Adaptive Refinment and Multiple Optimizer callbacks

* Implementing a callback to switch between optimizers during training * Implementing the R3Refinment for collocation points * Modify trainer -> dataloader is created or updated by calling `_create_or_update_loader` * Adding `add_points` routine to AbstractProblem so that new points can be added without resampling from scratch
2023-09-14 18:37:02 +02:00
parent 5a4c114d48
commit 4d1187898f
3 changed files with 229 additions and 4 deletions
--- a/pina/callbacks.py
+++ b/pina/callbacks.py
@@ -0,0 +1,190 @@
+'''PINA Callbacks Implementations'''
+
+from lightning.pytorch.callbacks import Callback
+import torch
+from .utils import check_consistency
+
+
+class SwitchOptimizer(Callback):
+    """
+    PINA implementation of a Lightining Callback to switch
+    optimizer during training. The rouutine can be used to
+    try multiple optimizers during the training, without the
+    need to stop training.
+    """
+    def __init__(self, new_optimizers, new_optimizers_kargs, epoch_switch):
+        """
+        SwitchOptimizer is a routine for switching optimizer during training.
+
+        :param torch.optim.Optimizer | list new_optimizers: The model optimizers to
+            switch to. It must be a list of :class:`torch.optim.Optimizer` or list of
+            :class:`torch.optim.Optimizer` for multiple model solvers.
+        :param dict| list new_optimizers: The model optimizers keyword arguments to
+            switch use. It must be a dict or list of dict for multiple optimizers.
+        :param int epoch_switch: Epoch for switching optimizer.
+        """
+        super().__init__()
+
+        # check type consistency
+        check_consistency(new_optimizers, torch.optim.Optimizer, subclass=True)
+        check_consistency(new_optimizers_kargs, dict)

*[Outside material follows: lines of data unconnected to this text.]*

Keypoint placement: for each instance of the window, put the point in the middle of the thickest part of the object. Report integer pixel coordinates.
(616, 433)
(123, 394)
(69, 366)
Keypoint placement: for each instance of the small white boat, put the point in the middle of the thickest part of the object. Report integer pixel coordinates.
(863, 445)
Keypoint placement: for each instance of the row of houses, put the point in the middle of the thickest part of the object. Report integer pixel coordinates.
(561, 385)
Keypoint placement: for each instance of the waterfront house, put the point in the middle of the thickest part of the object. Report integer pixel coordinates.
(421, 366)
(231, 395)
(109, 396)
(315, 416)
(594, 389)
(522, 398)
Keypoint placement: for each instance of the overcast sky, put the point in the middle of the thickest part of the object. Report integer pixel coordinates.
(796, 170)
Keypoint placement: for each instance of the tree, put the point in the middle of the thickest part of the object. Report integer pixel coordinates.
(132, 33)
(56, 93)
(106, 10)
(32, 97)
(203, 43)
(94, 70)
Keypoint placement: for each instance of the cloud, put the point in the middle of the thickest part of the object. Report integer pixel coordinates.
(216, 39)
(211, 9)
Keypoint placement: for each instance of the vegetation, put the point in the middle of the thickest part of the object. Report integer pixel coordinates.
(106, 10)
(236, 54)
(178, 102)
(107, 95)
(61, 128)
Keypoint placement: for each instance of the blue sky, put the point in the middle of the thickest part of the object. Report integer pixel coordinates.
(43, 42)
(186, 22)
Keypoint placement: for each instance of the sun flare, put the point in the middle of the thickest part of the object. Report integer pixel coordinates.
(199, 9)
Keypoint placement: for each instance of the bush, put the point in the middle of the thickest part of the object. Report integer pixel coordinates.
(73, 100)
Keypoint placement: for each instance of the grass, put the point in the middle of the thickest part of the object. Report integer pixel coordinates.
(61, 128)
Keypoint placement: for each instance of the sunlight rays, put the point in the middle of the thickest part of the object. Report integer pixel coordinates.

+        check_consistency(epoch_switch, int)
+
+        if epoch_switch < 1:
+            raise ValueError('epoch_switch must be greater than one.')
+
+        if not isinstance(new_optimizers, list):
+            optimizers = [new_optimizers]
+            optimizers_kwargs = [new_optimizers_kargs]
+        len_optimizer = len(optimizers)
+        len_optimizer_kwargs = len(optimizers_kwargs)
+
+        if len_optimizer_kwargs != len_optimizer:
+            raise ValueError('You must define one dictionary of keyword'
+                             ' arguments for each optimizers.'
+                             f'Got {len_optimizer} optimizers, and'
+                             f' {len_optimizer_kwargs} dicitionaries')
+        
+        # save new optimizers
+        self._new_optimizers = optimizers
+        self._new_optimizers_kwargs = optimizers_kwargs
+        self._epoch_switch = epoch_switch
+
+    def on_train_epoch_start(self, trainer, __):
+        if trainer.current_epoch == self._epoch_switch:
+            optims = []
+            for idx, (optim, optim_kwargs) in enumerate(
+                zip(self._new_optimizers,
+                    self._new_optimizers_kwargs)
+            ):
+                optims.append(optim(trainer._model.models[idx].parameters(), **optim_kwargs))
+
+            trainer.optimizers = optims
+
+
+class R3Refinement(Callback):
+    """
+    PINA implementation of a R3 Refinement Callback.
+
+    .. seealso::
+
+        **Original reference**: Daw, Arka, et al. "Mitigating Propagation Failures
+        in Physics-informed Neural Networks using
+        Retain-Resample-Release (R3) Sampling." (2023).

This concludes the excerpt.